Major military reverses during war are also offered as a justifiable
reason for the first use of nuclear weapons. In none of the traditional
worst-case scenarios, for example the cutting off of the Pathankot-Jammu
national highway NH-1A somewhere near Samba by the Pakistan army, is
the situation likely to become so critical as to justify escalation to
nuclear levels by way of a first strike as sufficient reserves are
available to restore an adverse situation.

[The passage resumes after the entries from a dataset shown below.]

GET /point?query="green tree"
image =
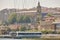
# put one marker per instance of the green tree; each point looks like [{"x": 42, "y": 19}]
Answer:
[
  {"x": 23, "y": 28},
  {"x": 24, "y": 19},
  {"x": 12, "y": 18}
]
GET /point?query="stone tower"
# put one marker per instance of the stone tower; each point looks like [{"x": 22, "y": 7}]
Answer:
[{"x": 39, "y": 16}]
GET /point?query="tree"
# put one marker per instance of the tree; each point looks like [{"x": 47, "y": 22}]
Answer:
[
  {"x": 24, "y": 19},
  {"x": 12, "y": 18},
  {"x": 23, "y": 28}
]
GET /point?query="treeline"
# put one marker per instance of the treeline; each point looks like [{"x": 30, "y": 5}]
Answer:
[{"x": 13, "y": 18}]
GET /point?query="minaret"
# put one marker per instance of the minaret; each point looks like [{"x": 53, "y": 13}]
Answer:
[
  {"x": 39, "y": 16},
  {"x": 39, "y": 8}
]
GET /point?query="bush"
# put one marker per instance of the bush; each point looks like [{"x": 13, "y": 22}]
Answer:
[{"x": 48, "y": 32}]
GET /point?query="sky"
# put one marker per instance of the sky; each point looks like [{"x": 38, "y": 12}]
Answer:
[{"x": 28, "y": 3}]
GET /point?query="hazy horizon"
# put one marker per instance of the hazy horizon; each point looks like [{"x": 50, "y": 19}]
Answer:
[{"x": 28, "y": 3}]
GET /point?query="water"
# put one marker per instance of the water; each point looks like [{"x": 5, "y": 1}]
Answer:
[{"x": 13, "y": 39}]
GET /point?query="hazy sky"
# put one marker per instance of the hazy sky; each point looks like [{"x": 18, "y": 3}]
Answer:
[{"x": 28, "y": 3}]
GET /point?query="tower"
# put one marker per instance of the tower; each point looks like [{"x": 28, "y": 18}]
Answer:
[{"x": 39, "y": 15}]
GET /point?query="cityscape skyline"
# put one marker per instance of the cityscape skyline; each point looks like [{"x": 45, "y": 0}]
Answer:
[{"x": 20, "y": 4}]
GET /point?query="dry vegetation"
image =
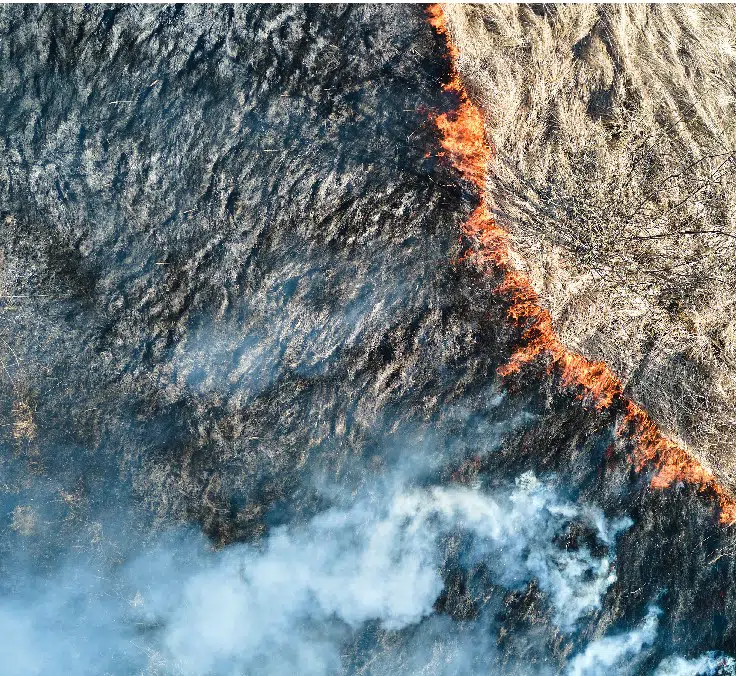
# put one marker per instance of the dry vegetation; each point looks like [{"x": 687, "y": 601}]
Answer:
[{"x": 614, "y": 128}]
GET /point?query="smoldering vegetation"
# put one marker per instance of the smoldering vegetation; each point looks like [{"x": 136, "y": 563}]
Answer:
[
  {"x": 614, "y": 134},
  {"x": 251, "y": 417}
]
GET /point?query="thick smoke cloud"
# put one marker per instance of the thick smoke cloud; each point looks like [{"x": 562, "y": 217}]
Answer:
[{"x": 291, "y": 604}]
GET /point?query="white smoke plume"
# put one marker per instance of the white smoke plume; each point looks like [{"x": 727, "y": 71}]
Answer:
[
  {"x": 291, "y": 604},
  {"x": 616, "y": 654},
  {"x": 705, "y": 665}
]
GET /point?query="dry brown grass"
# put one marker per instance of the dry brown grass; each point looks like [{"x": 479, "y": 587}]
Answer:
[{"x": 615, "y": 129}]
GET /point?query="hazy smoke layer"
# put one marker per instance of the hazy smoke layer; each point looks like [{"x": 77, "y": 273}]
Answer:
[
  {"x": 251, "y": 420},
  {"x": 292, "y": 603}
]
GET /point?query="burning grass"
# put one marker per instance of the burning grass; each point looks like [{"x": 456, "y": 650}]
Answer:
[{"x": 464, "y": 142}]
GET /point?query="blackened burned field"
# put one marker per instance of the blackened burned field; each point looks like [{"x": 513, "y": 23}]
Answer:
[{"x": 251, "y": 416}]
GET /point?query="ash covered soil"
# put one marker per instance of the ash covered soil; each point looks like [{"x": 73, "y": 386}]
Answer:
[{"x": 251, "y": 422}]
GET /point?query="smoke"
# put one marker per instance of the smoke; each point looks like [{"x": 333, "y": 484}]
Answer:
[
  {"x": 705, "y": 665},
  {"x": 623, "y": 653},
  {"x": 619, "y": 652},
  {"x": 294, "y": 602}
]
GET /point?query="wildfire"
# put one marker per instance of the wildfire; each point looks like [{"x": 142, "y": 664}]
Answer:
[{"x": 464, "y": 143}]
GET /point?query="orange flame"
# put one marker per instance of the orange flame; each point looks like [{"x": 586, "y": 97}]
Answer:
[{"x": 464, "y": 142}]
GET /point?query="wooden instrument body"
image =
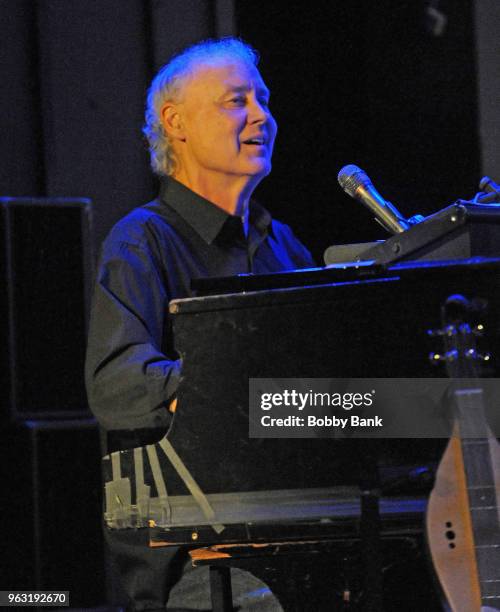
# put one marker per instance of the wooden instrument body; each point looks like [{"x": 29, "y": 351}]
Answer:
[
  {"x": 449, "y": 529},
  {"x": 463, "y": 516}
]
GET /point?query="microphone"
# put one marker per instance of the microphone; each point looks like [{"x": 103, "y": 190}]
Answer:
[{"x": 358, "y": 185}]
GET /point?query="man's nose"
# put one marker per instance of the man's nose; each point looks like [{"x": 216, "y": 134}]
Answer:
[{"x": 259, "y": 112}]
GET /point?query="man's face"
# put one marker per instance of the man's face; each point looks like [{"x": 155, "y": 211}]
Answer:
[{"x": 228, "y": 128}]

The NFU posture is strategically logical and rational on several counts.
It has led to major diplomatic gains, including the lifting of
sanctions, civil nuclear cooperation agreements and accommodation in
multilateral nuclear export control regimes. Most of these gains will be
frittered away if India opts for first use. Complex command and control
and sophisticated intelligence, surveillance and reconnaissance (ISR)
systems are necessary for a first use posture. A first use posture will
deny India the opportunity to engage in conventional warfare below the
nuclear threshold if it becomes necessary. First use will lower the
nuclear threshold and make the use of tactical nuclear weapons (TNWs)
more likely. And, South Asia will again be dubbed a ‘nuclear
flashpoint’; this will encourage international meddling and will
discourage investment.
Deterrence is ultimately a mind game. The essence of deterrence is that
it must not be allowed to break down. India’s nuclear doctrine must
enhance and not undermine nuclear deterrence. It emerges clearly that
NFU is still an appropriate posture for India’s nuclear doctrine.
However, the word ‘massive’ in the government statement should be
substituted with ‘punitive’ as massive is not credible and limits
retaliatory options. The threat of nuclear retaliation against chemical
and biological attack should be dropped from the doctrine. The
credibility of India’s nuclear doctrine needs to be substantially
enhanced through appropriate signalling.